A matched pairs design was used to compare test scores in a statistics course. Twenty-four students were chosen randomly from a large class. For each chosen student, their test 1 and test 2 scores were recorded. A 95% confidence interval for the difference in test scores was constructed, along with the corresponding 2-sided p-value was given as $[-0.70, 10.45]$, and the 2-sided p-value $= 0.084$.
How does one determine whether or not this result is statistically significant at the 5% level of significance?
Also, if a $90%$ confidence interval was constructed instead of a 95% one, would it contain $0$?
Would appreciate some clues.
1) For testing $H_0: \delta = 0$ vs. $H_a: \delta \ne 0,$ where the population difference in test 1 and test 2 scores is $\mu_1 - \mu_2 = \delta,$ one does not reject $H_0$ at level 5% if the two-sided P-value exceeds 5%. Because your P-value is $0.084 > 0.05$ you do not reject.

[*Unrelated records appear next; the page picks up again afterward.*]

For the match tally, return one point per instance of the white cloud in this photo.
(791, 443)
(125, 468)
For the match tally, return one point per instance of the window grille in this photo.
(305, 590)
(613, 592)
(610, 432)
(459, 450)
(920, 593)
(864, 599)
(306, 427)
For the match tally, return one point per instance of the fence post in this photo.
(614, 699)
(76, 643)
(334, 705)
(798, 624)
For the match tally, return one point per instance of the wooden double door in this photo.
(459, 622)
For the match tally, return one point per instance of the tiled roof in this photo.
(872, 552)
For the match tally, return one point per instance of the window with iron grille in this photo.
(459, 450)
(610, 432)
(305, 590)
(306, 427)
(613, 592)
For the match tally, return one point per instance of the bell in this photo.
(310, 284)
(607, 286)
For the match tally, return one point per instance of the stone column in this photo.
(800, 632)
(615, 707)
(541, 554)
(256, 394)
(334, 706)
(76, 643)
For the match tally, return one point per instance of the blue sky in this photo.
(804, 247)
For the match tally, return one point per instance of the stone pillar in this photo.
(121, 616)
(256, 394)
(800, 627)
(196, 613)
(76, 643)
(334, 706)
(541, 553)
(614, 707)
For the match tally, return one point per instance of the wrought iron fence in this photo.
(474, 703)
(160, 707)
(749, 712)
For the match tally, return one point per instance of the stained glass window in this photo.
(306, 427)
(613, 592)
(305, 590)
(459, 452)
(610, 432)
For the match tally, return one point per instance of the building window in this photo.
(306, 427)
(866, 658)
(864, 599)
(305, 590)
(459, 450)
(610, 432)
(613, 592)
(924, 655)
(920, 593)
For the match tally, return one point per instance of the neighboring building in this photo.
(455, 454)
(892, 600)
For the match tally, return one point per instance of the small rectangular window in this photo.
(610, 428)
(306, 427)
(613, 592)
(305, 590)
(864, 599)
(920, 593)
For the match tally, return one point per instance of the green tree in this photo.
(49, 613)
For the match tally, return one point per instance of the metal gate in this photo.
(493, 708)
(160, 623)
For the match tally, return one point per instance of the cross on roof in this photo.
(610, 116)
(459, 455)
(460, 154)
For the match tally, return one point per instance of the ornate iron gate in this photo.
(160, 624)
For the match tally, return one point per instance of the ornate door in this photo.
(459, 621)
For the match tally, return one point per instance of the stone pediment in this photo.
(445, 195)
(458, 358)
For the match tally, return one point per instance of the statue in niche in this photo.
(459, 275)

2) Another criterion for failing to reject in (1) is that the 95% confidence interval (CI) contains $0.$ The CI can be considered an interval of 'acceptable' values of $\delta.$
3) The 95% CI in (2) is of the form $\bar D \pm t^*s_D/\sqrt{n};$ where $\bar D$ is the sample mean of the observed differences $D_i = X_i - Y_i,$ where $X_i$ and $Y_i$ the $i$th students difference in test 1 and test 2 scores; $s_D$ is the the sample standard deviation of the $D_i$; $n = 24;$ and $t^* = 2.069$ cuts 2.5% of the probability from the upper tail of Student's t distribution with $n - 1 = 23$ degrees of freedom.
For the same data, a 90% CI would be the same, except that you would use $t^* = 1.714,$ which cuts 5% of the probability from the upper tail of the same distribution. I will leave it to you to determine what difference the change from $t^* = 2.069$ to $t^* = 1.714$ would make in the width of the CI.
Note: You should look at printed tables of t distributions (or use software) to verify the values of $t^*$ quoted above.